The Pittsburgh Steelers are leading the league in multiple statistical categories, especially on the defensive side of the ball. Over the past few weeks of the season the Steelers offense has taken over the top spot in a category that no NFL offense wants to hold. The Steelers lead the league in dropped passes.
That distinction has proven to be especially daunting for a Steelers offense struggling to run the football effectively, having to instead rely on a short passing attack to help compensate for the lack of a running game. The Steelers have needed two or three completions to garner a first down and retain position of the football on multiple occasions this season. Yes, my friends, you read that comment correctly. Two or three completions to gain a first down. Ten measly yards! I have never seen that with the frequency of this years Steelers offense in my life. They have become the dictionary definition of a short passing attack.
I never thought I would ever say that about a Ben Roethlisberger led offense. The huge, big armed QB has long been renowned as a gunslinger who loved to throw the deep ball. That is no longer the case obviously, and the reasons why are as varying as they are numerous. There have even been whispers among the haters that suggest a loss of arm strength. That idea is both illogical and terribly uneducated.
Ben still has a strong arm, and has proven just that on many occasions to those paying attention. I have noticed Ben isn't stepping into his throws with the same conviction as he did earlier in the season, probably due to the discomfort in his knees that has been reported since the Dallas Cowboys game. Lower leg pain can greatly impact any QB's fundamentals and follow through. Apparently many self appointed experts have never tried to throw a ball in athletic competition. The absence of starting center Maurkice Pouncey and other injuries to the interior offensive line has definitely affected the pocket and Ben's ability to confidently step into some throws.

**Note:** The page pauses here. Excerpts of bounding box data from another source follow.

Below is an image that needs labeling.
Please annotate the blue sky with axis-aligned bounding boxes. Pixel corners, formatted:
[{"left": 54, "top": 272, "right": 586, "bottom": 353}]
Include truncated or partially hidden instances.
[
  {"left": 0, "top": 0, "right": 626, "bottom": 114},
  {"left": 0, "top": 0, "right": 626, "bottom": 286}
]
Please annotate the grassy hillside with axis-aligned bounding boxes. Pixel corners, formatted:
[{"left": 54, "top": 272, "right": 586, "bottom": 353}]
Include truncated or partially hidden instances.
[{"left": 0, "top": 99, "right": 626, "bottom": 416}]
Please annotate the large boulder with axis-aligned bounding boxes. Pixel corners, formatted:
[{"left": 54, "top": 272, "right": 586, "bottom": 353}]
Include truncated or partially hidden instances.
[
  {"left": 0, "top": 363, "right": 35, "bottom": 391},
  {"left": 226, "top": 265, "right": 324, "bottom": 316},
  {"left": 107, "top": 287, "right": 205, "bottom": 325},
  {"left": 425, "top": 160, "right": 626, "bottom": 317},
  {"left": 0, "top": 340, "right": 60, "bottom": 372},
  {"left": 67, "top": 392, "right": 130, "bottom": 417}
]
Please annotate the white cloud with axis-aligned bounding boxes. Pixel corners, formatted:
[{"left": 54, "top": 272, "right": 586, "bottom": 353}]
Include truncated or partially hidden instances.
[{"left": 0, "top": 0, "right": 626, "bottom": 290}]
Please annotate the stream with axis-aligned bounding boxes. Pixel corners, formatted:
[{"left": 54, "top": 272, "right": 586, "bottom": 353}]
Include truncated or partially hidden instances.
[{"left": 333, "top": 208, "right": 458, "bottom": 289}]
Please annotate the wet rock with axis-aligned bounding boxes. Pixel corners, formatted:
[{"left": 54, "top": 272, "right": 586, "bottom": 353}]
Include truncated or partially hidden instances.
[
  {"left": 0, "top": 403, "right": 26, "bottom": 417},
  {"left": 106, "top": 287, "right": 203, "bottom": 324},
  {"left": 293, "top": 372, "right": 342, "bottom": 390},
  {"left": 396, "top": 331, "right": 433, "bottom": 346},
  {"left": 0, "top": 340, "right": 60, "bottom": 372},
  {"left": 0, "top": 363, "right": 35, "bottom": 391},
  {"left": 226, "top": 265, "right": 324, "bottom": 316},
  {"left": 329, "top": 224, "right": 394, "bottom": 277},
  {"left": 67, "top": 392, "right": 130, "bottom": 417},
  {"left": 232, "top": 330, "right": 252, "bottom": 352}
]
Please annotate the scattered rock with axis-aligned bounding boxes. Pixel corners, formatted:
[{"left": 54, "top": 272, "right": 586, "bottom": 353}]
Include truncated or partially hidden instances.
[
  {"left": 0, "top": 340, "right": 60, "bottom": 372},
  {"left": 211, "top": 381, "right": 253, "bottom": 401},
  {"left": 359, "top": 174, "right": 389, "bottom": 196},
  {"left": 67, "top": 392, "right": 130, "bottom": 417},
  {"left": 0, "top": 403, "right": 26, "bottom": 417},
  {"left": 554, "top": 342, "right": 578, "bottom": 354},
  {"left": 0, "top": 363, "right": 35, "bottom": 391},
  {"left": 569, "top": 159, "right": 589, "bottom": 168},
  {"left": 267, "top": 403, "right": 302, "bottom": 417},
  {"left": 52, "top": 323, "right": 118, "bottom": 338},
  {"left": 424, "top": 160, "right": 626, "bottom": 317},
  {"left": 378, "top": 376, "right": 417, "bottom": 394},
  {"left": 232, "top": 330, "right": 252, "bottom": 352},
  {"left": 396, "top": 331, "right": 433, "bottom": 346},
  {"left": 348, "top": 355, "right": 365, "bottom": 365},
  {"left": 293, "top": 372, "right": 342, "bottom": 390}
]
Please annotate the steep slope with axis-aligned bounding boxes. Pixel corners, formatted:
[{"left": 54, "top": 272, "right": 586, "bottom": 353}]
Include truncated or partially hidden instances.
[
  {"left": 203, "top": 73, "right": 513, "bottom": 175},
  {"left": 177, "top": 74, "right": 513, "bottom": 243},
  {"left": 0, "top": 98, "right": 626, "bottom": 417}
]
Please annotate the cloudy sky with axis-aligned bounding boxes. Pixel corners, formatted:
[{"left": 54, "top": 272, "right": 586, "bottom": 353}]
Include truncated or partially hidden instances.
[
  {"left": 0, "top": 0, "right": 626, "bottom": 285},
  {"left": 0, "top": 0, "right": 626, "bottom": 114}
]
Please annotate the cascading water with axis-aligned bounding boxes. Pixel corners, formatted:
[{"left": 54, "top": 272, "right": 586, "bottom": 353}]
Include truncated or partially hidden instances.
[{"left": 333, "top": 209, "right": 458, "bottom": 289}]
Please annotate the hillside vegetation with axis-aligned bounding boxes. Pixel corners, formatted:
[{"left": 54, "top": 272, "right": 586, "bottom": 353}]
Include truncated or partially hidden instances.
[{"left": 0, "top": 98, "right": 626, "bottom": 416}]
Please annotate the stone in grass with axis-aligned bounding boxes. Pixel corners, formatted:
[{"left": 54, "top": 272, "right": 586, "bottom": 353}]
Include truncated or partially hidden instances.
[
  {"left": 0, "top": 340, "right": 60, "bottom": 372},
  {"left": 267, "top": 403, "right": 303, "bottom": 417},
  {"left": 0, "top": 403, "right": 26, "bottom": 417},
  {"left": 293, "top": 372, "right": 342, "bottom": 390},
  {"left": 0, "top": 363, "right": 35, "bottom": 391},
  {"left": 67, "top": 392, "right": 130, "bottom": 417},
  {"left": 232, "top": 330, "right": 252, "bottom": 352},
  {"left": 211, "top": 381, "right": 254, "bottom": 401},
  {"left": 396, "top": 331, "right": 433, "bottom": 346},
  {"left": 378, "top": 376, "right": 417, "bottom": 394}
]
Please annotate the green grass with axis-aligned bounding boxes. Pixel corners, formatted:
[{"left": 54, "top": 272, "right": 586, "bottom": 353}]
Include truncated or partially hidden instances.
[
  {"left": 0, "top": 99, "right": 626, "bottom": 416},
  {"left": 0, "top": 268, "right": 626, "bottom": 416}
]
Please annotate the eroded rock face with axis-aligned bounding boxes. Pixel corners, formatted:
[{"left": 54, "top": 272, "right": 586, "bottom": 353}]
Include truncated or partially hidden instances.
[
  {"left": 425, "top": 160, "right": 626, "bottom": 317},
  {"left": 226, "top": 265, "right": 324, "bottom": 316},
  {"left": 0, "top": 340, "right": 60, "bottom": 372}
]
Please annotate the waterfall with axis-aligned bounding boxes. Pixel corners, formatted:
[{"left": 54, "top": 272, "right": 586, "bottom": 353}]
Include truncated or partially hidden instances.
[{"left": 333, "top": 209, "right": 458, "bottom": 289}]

The aforementioned dropped passes have been the biggest culprit in hindering the Steelers from moving the football effectively and retaining the football. The Steelers receiving core has been afflicted with a severe case of the dropsies, with WR Diontae Johnson suffering in critical condition. The Steelers desperately need Johnson to return to form and play up to his immense capabilities for the Steelers shorter passing attack to be effective, because the truth is he is always open.
Early in the season it become apparent that Johnson was going to receive more than his share of the targets in the Steelers offense. There was much speculation as to just why that was. Was it because his impressive skill set was so similar to the legendary Antonio Brown, making it almost mandatory that Ben Roethlisberger throw him the football quite often out of shear muscle memory? That seemed like a logical possibility, but the ensuing weeks have revealed the answer. The truth is Ben has been looking his way so often because he gains almost instant separation off the line of scrimmage. He is instantly open, a great trait to have in the Steelers current get the ball out quick passing attack.
4th quarter, 13:44. Diontae Johnson is the receiver to the top of the screen.
That makes the fact that Johnson presently leads the NFL in dropped passes that much more troublesome. Johnson led the league last season in average yards of separation gained per attempt, one of those Next-Gen stats. That's all well and good, but it proves rather meaningless if he regularly fails to complete the catch.
Johnson is only in his second professional season, and is still building confidence in his own abilities at the NFL level. He is still trying to develop chemistry and earn the trust of his franchise QB. Ben seems to be committed to making their pairing a special connection, but Johnson has to hold up his end of the deal. His miscues have definitely impacted his psyche and self confidence, but the solution to his dilemma is actually rather simple.
Looking back over his numerous drops, the vast majority have happened when he has tried to make a move before securing the catch. Not looking the ball all the way in so to speak. This is a common occurrence around the league as it pertains to dropped passes, and they tend to come in bunches. It becomes psychological when players tend to overcompensate. That is where Johnson is at the moment.
Johnson depends on his incredible short area quickness to gain separation and rack up yards after the catch. He needs to hesitate for a moment at the catch point to assure completion prior to making a move. The solution to the situation is not rocket science here folks, and Johnson is more than capable of making the necessary adjustments. He has to, because the future success of the Steelers offense depends on it.